* Christian Coalition's 10 point plan.

Topics: Elections
17 May 1995

From: "DG Ervan Darnell"

The Christian Coalition introduced their own 10 point plan today. It is:
1) - Allow voluntary prayer in public schools and elsewhere.
2) - Limit abortions after the 26th week of pregnancy. End
taxpayer funding of groups advocating or performing abortions.
3) - Close the Education Department.
4) - Establish school voucher programs letting parents choose
between private and public schools.
5) - Give families a $500 per child tax credit, abolish tax
rules that penalize married couples.
6) - Restrict pornography on cable TV and the Internet.
7) - End federal funding of culture and public broadcasting.
8) - Increase tax breaks for charitable contributions.
9) - Pass parental rights laws regarding child-raising.
10) - Require criminals to compensate their victims.

Now, they never claimed to be libertarian, nor anything of the sort.
However, they do often claim to be anti-Washington, and the fundies that I
personally know sound quasi-libertarian so long as they hold to purely
economic discussions.
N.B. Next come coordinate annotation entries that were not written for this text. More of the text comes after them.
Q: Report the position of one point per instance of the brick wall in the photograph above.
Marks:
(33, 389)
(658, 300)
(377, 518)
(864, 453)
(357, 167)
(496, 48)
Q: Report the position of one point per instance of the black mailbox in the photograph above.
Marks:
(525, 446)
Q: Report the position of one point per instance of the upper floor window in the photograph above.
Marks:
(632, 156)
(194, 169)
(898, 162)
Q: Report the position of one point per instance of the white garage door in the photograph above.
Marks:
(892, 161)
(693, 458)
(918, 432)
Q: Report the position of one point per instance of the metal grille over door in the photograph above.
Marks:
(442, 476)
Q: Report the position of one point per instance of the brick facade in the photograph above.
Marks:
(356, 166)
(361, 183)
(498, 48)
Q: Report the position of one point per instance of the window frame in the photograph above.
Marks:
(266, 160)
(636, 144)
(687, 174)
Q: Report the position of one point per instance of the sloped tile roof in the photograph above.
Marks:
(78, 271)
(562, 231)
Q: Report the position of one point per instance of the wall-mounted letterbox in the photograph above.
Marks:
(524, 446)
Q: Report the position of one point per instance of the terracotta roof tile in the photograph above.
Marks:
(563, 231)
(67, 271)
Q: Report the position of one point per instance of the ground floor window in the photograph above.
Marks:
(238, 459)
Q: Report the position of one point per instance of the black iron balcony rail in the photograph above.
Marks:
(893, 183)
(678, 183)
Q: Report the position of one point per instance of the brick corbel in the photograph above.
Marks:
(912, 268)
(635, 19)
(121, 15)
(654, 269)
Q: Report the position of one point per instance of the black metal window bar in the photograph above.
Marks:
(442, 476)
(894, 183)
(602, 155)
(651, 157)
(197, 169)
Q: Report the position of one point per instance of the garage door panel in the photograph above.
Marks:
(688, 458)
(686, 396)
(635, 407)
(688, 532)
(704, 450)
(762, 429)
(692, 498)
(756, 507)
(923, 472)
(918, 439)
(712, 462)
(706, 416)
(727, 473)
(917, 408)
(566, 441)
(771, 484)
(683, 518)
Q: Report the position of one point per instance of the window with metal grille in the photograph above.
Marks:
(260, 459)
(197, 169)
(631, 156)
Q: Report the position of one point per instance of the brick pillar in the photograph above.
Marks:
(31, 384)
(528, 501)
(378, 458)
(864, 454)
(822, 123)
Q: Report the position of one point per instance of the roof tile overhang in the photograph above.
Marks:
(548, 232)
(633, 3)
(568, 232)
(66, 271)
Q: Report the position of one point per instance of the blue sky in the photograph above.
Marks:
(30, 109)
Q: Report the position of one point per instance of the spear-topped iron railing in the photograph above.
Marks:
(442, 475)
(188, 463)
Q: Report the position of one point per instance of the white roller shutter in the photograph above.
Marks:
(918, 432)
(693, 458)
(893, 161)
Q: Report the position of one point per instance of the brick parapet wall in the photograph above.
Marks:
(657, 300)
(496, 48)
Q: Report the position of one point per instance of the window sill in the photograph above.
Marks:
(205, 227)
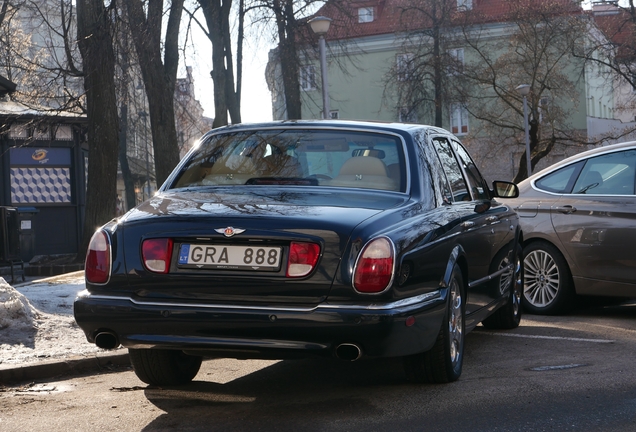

The above lays lie to this though and shows the right
to be no different than the left, merely looking to grab the reins of power
for their own mad schemes instead of really advocating freedom.

(6) and (7) are the clearest example of this. (7) says stop using tax money
to pay for liberal culture (which is how the CC (correctly) perceives the
NEA). Well, that sounds okay, but then (6) says use the force of law to
impose conservative culture instead. That is step backward. The NEA only
partially crowds out of the market what people really want. It leaves
choices, just with a certain economic penalty. And, that penalty is mostly
exposed (we know what this foolishness costs). The CC, on the other hand,
would completely ban what they don't like and bury the cost dishonestly.

(8) is a very pro-Washington statement too, despite its innocuous language.
It says raise taxes on people who don't contribute to their church. In
other words, subsidize churches out of the federal coffers using the
enforcement power of the IRS. Great, now the baptist church gets funded,
indirectly, instead of the NEA, directly. Not progress.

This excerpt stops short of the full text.